Your Steps Alone

In the airport, waiting for another delayed flight, and Jerry Garcia is singing in my earbuds. When you’re waiting for a miracle. I find myself reflecting on the things we wait for, and the roads we take.

About thirty years ago I took my college degree, two suitcases and a back pack full of journals and got on a plane from Newark to San Francisco.  My best friends took me to the airport and waved goodbye at the curb, after sharing the end of a joint for courage. I curled up in a window seat, crying for approximately five of the six hours, in sheer panic. I had turned down my law school acceptances at the last minute. I had no job or clear path and no discernible reason to leave on that day, August 8, 1986. Just an internal divining rod that seemed to point as far West as the country would allow.  I had visited San Francisco once. I’d read Kerouac’s On the Road, tasted Napa Cabernets and hugged a real Redwood tree not far from where the Grateful Dead lived. (!!)

Neither New Jersey’s pastoral green fields, nor their gritty cities could satisfy me any longer. My sister waited for me on the other side of the country in a spiffy new red VW cabriole. She was prepared to share her apartment, friends and adventurous spirit.

 

“It’s just for a year,” I told my parents and friends. Just a year, I told myself on the plane. You’ll go home again.
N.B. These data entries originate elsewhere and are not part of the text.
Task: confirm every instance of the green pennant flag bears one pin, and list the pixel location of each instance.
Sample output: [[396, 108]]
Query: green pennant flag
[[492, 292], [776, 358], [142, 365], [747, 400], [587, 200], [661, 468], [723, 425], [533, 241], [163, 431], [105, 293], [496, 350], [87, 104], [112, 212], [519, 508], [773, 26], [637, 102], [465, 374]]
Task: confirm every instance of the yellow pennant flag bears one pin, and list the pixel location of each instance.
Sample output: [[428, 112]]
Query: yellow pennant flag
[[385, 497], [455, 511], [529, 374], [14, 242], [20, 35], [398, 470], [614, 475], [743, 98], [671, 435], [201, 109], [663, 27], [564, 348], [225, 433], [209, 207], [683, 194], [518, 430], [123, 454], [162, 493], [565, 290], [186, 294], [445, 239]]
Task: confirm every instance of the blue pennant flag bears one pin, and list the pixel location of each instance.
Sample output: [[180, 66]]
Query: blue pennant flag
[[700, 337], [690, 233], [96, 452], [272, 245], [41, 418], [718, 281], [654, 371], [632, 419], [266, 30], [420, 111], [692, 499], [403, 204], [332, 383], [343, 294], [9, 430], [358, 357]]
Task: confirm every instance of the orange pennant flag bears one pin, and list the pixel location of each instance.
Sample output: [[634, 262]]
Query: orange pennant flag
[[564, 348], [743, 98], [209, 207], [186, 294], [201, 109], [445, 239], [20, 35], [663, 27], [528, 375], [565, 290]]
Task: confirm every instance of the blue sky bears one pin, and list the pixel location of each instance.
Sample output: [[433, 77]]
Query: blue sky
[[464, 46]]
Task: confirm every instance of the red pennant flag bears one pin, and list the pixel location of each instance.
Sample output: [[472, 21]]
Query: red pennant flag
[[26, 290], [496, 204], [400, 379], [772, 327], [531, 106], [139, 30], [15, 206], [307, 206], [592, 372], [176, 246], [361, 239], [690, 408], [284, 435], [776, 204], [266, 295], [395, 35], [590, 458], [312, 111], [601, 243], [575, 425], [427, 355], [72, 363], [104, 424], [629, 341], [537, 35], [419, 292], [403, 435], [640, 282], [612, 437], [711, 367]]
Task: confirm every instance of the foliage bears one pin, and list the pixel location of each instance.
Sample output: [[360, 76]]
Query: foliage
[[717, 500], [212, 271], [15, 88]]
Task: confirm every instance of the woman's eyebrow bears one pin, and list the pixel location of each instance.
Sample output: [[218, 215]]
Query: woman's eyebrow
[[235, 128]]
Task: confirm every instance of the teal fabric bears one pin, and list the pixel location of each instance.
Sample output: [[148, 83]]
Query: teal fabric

I didn’t know I’d meet my husband the night I arrived in San Francisco, my face still tear soaked. That the fog rolling in and out across the water would become the blanket of my days; that I’d raise small fine humans who grew up to the rhythm of the Bay; that my parents would follow me and finish their lives watching the sunset over this golden city; that my childhood friend would join me for a weekend and never leave. That we would all go on to play trivia together on Tuesdays nights. . . That I would become a true Californian, slowly shedding ski jackets for flip-flops.

Had I known what I was embarking on – a whole life – would it have been easier or harder to get on that flight?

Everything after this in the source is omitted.